なお、文中の将来に関する事項は、当事業年度末現在において当社が判断したものであります。
① 当事業年度の経営成績等の状況に関する認識及び分析
当事業年度は、売上高1,280,000千円、営業利益51,000千円を経営目標として事業活動を行ってまいりましたが、第2四半期会計期間において取引先の倒産による債権等の回収不能が生じたこと等により、2019年11月7日に経営目標を売上高1,125,000千円、営業損失154,000千円に修正いたしました。
しかしながら、2019年3月末で終了した消費税の経過措置や度重なる大型台風の被害の影響が残るなか、例年3月に売上計上が集中する時期において、新型コロナウイルスの感染急拡大により当社事業活動に深刻な影響が生じたこと等により、当事業年度の売上高は890,190千円(修正計画比20.9%減)となりました。
また、営業損益においては、売上高の減少に加え加盟建設会社4社の倒産による保証サービスの発生や工事完成保証損失引当金繰入額等の販売費及び一般管理費の計上等により、営業損失は445,093千円となりました。
② 資本の財源及び資金の流動性
当社の資金需要の主なものは、運転資金と設備投資資金であります。
運転資金は、主に人件費、販売促進費、建物賃借料等の販売費及び一般管理費によるものであります。
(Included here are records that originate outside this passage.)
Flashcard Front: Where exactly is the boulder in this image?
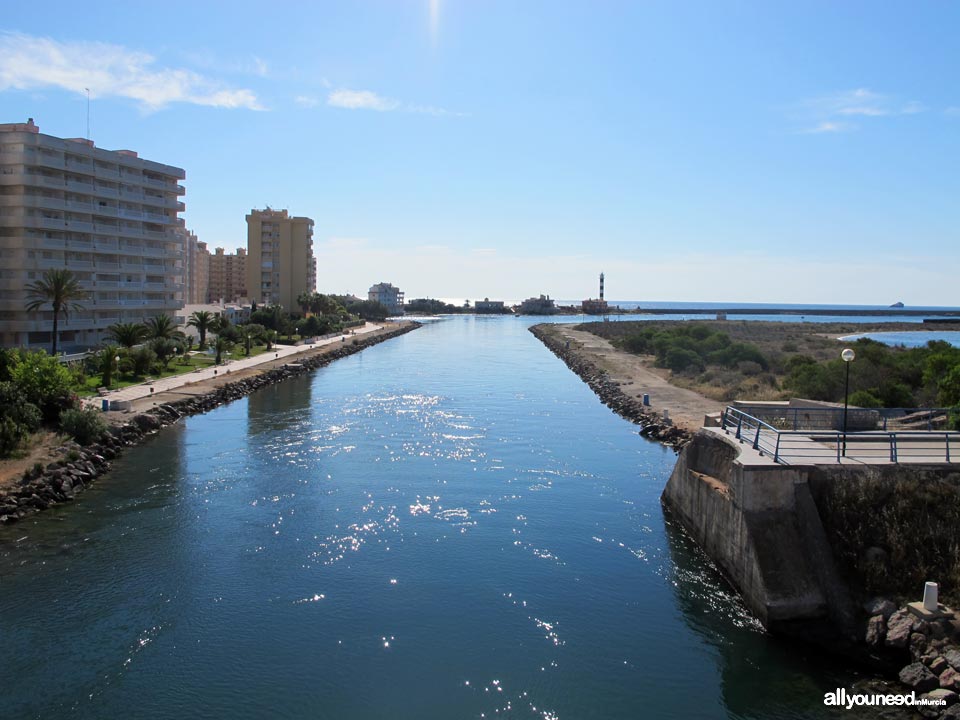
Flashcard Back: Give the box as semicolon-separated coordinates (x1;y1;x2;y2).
863;597;897;620
929;655;950;675
885;608;913;648
900;663;940;693
943;648;960;670
938;667;960;690
865;615;888;648
133;414;160;432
また、設備投資資金は基幹システムのソフトウエア開発に伴う設備資金等であります。
当社は、運転資金と設備投資資金については、自己資金及び営業活動によるキャッシュ・フローで充当する方針であります。
③ 重要な会計上の見積り及び当該見積りに用いた仮定
当社の財務諸表は、わが国において一般に公正妥当と認められる企業会計の基準に準拠して作成しております。
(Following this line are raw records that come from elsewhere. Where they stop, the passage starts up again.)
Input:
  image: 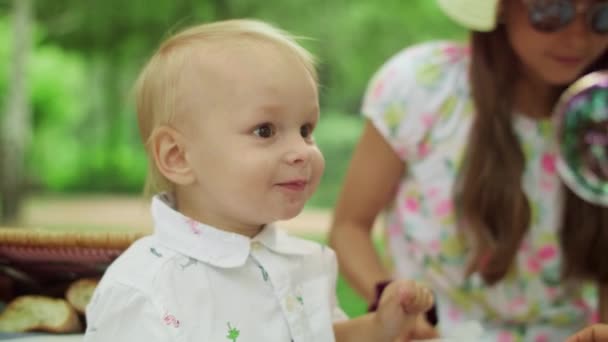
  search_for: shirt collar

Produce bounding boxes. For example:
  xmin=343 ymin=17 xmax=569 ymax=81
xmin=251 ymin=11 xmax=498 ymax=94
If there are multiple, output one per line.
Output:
xmin=151 ymin=193 xmax=319 ymax=268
その財務諸表の作成するにあたって、経営者による会計方針の選択・適用、資産・負債および収益・費用の報告金額および開示に影響を与える見積りを必要としております。
経営者は、これらの見積りについて過去の実績等を勘案し合理的に判断しておりますが、実際の結果は、見積り特有の不確実性があるため、これらの見積りと異なる場合があります。
当社の財務諸表で採用する重要な会計方針は、「第5 経理の状況 1 財務諸表等 (1)財務諸表 注記事項(重要な会計方針)に記載しておりますが、特に次の重要な会計方針が財務諸表作成における重要な見積りの判断に大きな影響を及ぼすと考えております。
① 貸倒引当金
当社は、債権の貸倒損失に備えるため、一般債権については貸倒実績率により、貸倒懸念債権等の特定の債権については個別に回収可能性を勘案し、回収不能見込額を計上しております。
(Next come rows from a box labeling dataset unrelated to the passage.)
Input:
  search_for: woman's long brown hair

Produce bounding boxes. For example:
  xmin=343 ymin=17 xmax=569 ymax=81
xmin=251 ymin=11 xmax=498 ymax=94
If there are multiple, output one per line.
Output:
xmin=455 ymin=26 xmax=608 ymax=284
将来、取引先の財務状況が悪化し支払い能力が低下した場合には、引当金の追加計上または貸倒損失が発生することにより、当社の業績または財政状態に影響を与える可能性があります。
② 工事完成保証損失引当金
当社は、完成保証による費用又は損失に備えるため、過去の完成保証実積率により計上しております。また、発生額を個別に見積もることができる費用については、当該計上額を計上しております。
当該保証に係る義務が発生した場合には、引当金の追加計上または工事完成保証損失が発生することにより、当社の業績または財政状態に影響を与える可能性があります。
なお、新型コロナウイルス感染症の影響については、収束時期及び今後の当社への業績への影響等は見通しが立てにくい状況でありますが、貸倒引当金の回収可能性の判断及び工事完成保証損失の発生可能性に関する判断に関しては、当事業年度末時点で入手可能な情報をもとに、検証を行っております。